A facile synthesis of ZnO nanotubes and their hydrogen sensing properties

A method is developed to easily synthesize hydrogen sensors based on zinc oxide nanotubes (ZNTs) at low temperatures. ZnO nanorods (ZNRs) are first synthesized using the aqueous chemical process at 90 °C for 3 h, and then cools and maintains at 50 °C for 6, 12 and 18 h in three separate batches. ZNRs are then transformed to ZNTs after the low temperature selective self-etching process. SEM, XRD and PL spectroscopy are respectively used to analyze surface morphology, crystallinity and optical properties. The pristine ZNR sensors and ZNT sensors are then measured for hydrogen response in concentrations from 5 to 500 ppm at room temperature.
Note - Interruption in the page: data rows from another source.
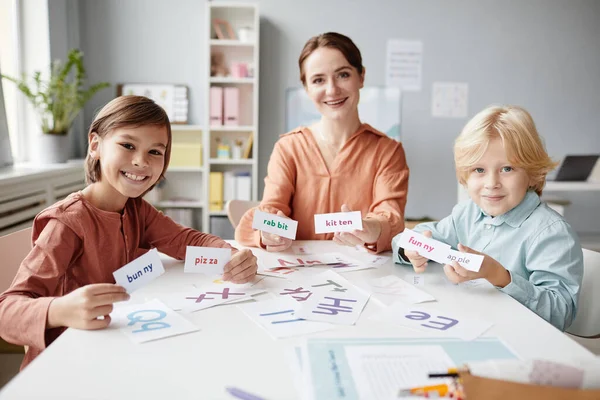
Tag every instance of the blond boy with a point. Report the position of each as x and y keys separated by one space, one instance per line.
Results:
x=531 y=252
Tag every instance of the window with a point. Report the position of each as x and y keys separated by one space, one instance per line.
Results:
x=10 y=65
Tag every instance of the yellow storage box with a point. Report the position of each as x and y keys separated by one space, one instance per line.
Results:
x=186 y=155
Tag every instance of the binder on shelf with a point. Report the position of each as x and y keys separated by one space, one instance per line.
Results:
x=243 y=186
x=229 y=186
x=183 y=216
x=216 y=106
x=248 y=148
x=232 y=106
x=216 y=191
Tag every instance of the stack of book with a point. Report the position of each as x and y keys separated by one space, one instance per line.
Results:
x=230 y=185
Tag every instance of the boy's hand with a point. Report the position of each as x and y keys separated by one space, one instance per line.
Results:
x=241 y=268
x=418 y=261
x=273 y=242
x=81 y=308
x=369 y=234
x=491 y=270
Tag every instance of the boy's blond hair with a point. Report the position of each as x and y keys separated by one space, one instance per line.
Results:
x=521 y=140
x=127 y=112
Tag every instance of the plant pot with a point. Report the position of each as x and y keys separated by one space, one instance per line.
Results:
x=53 y=149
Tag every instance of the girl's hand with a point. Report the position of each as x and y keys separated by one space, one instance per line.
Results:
x=81 y=308
x=369 y=234
x=273 y=242
x=418 y=261
x=491 y=270
x=241 y=268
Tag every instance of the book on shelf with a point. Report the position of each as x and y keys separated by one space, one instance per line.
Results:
x=225 y=186
x=216 y=106
x=216 y=191
x=231 y=108
x=248 y=148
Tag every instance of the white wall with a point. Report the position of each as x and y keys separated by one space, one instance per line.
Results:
x=542 y=54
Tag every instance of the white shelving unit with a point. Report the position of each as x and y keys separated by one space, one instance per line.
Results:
x=238 y=15
x=188 y=183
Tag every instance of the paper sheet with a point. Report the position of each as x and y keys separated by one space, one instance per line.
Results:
x=379 y=372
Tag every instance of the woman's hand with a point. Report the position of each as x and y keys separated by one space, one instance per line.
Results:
x=369 y=234
x=274 y=242
x=241 y=268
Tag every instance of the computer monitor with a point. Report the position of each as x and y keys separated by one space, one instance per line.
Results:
x=576 y=168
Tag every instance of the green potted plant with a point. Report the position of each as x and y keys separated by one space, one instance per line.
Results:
x=57 y=101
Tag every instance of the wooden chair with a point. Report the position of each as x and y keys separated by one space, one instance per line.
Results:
x=237 y=208
x=587 y=320
x=14 y=248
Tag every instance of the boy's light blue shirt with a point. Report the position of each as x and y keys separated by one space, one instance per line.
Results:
x=534 y=243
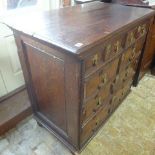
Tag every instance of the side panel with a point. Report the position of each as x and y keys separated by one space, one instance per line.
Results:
x=53 y=81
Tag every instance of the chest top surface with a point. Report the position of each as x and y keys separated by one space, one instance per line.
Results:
x=77 y=28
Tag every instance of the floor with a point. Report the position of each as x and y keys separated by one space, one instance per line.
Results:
x=130 y=130
x=13 y=110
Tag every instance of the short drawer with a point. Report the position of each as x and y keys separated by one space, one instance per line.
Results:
x=120 y=94
x=104 y=53
x=126 y=58
x=122 y=78
x=114 y=47
x=91 y=127
x=136 y=33
x=98 y=80
x=95 y=103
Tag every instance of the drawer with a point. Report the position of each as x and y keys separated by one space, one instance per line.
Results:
x=120 y=94
x=94 y=104
x=138 y=47
x=97 y=81
x=122 y=78
x=104 y=53
x=126 y=58
x=91 y=127
x=136 y=33
x=114 y=48
x=94 y=60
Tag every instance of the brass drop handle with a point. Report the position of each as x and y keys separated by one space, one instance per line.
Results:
x=134 y=52
x=123 y=57
x=108 y=49
x=97 y=122
x=104 y=78
x=132 y=37
x=95 y=60
x=99 y=101
x=116 y=46
x=114 y=99
x=130 y=59
x=84 y=112
x=139 y=29
x=143 y=29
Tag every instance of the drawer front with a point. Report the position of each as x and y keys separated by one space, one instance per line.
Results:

The ZNTs can provide a larger surface area (i.e., through assuming a hollow nanostructure) than the pristine ZNRs for adsorbing additional gas ions, along with more oxygen vacancies to effectively sense gas ions as t increased from 6 to 18 h. It is found that the hydrogen response of all ZNT hydrogen sensors is about 2 times higher than that of the pristine ZNR sensor (13.1%, at 500 ppm) at room temperature. The ZNT sensor for t = 18 h exhibits the highest oxygen vacancies and provide the best response for hydrogen sensing (29.6%, at 500 ppm).